The New York City subway system is having a rough couple of months. Riders are on alert over the recent string of slashings (and at least one needle), and the NYPD is ramping up efforts against subway sex crimes. These headline-grabbers aside, felony subway crimes were up 36 percent in the first month of 2016 compared to January of last year. And now the MTA thinks it has a solution: create a database of repeat subway offenders, and ban them from the trains.
On Monday, the MTA board voted in favor of a measure that would assemble a team to track the underground thieves, masturbators, and blade-wielders with long rap sheets, and share information with the NYPD and the district attorney’s office to help bar those convicts from riding the rails.
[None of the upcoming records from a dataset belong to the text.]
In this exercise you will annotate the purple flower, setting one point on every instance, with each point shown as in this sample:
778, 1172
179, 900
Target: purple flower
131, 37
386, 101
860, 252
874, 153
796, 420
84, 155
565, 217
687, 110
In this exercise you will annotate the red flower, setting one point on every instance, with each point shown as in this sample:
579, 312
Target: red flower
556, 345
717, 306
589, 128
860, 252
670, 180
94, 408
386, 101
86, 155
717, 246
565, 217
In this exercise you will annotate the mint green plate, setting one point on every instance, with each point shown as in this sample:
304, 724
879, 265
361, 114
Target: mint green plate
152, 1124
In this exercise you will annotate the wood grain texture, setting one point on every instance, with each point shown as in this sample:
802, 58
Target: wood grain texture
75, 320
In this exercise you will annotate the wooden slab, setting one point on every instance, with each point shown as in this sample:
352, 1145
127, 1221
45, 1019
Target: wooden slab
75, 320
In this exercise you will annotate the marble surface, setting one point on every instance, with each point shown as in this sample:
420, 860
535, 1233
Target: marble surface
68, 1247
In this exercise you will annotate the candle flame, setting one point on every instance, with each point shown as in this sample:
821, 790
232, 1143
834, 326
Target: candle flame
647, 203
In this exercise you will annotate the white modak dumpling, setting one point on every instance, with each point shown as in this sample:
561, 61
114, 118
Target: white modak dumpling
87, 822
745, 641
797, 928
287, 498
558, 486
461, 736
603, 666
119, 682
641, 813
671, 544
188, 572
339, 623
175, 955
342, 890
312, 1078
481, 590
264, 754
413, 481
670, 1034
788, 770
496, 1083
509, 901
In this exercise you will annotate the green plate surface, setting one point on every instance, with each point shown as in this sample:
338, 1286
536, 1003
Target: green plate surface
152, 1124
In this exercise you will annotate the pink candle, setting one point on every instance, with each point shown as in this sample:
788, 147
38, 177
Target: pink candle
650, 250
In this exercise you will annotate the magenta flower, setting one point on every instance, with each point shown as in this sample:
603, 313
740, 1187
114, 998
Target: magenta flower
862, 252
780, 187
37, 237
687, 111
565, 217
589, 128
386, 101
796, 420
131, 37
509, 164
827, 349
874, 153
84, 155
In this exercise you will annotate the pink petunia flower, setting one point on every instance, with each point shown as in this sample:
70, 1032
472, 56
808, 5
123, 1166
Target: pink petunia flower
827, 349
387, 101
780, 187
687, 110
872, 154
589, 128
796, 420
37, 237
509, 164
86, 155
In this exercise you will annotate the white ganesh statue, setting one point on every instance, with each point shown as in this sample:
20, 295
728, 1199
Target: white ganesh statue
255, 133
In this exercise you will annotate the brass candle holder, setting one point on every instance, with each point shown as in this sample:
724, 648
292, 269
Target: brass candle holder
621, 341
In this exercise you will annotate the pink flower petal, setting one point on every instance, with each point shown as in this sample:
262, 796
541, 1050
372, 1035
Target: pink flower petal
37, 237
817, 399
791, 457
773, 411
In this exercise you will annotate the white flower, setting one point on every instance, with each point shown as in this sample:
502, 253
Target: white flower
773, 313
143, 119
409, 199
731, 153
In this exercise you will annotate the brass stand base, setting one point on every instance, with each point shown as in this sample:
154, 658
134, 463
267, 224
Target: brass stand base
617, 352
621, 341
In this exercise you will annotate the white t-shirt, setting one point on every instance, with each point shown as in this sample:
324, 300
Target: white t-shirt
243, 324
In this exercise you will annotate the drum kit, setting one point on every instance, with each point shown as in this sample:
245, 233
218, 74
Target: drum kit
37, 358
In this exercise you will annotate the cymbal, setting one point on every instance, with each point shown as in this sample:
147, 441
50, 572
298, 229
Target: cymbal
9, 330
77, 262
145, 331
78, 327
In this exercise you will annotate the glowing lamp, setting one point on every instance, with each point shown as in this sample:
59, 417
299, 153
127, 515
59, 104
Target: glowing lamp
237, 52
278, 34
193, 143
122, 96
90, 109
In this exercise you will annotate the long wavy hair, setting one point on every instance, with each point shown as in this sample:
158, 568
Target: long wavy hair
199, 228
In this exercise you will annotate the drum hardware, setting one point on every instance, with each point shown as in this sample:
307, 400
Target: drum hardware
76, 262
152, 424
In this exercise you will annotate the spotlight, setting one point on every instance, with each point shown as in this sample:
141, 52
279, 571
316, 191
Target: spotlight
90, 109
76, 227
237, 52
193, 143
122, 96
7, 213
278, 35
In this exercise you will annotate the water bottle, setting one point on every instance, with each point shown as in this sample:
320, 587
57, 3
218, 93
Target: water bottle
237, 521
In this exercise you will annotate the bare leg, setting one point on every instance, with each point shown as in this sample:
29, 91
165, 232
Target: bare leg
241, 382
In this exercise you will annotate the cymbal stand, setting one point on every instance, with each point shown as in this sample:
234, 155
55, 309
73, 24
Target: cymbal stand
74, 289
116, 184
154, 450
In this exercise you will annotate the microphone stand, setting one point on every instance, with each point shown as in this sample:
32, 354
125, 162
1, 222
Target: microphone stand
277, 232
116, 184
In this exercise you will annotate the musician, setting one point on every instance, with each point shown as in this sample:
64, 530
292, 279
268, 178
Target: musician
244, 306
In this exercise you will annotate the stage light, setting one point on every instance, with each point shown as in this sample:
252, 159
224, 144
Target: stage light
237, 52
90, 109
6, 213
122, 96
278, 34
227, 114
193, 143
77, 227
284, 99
MTA board member Allen Cappelli, who proposed the plan, told Daily Intelligencer that the focus is on those who use the subway system to perpetuate crimes — whether theft or lewd acts — over and over again. The initiative, he said, will require close coordination with prosecutors so that keeping an offender off the transit system is part of a plea deal or sentencing for those convicted at trial. “The only way we can do that effectively is keep track of who these people are and maintain a record of what is going on,” he said.
“It’s a necessity that the MTA do this on the behalf of this riding public and our employees,” Cappelli added. “We know who these people are, and it behooves us as an agency to push to ensure that our public is protected in the future.” MTA spokesman Kevin Ortiz told Daily Intelligencer that the agency is taking that goal into account and “actively trying to figure out how to achieve it.”
The MTA has discussed such measures in the past, and NYPD commissioner Bill Bratton even suggested banning repeat subway criminals earlier this month. “Some of the career recidivist criminals use the subways to prey on victims,” the commissioner said. “We must find some way of excluding them from the subways as a condition of their parole.”
There are still legal questions at play, however. A Daily News report based off NYPD data lists about 70 subway perps who are barred from underground transit. If an offender violates that order, usually a term of probation or parole, he can’t get arrested for merely being on the train; as long as he’s not actively doing something else illegal, he’ll get reported to probation or a parole officer. The new measure wants to make it an actual crime for those people to enter the subway system, so police can step in and arrest them straightaway.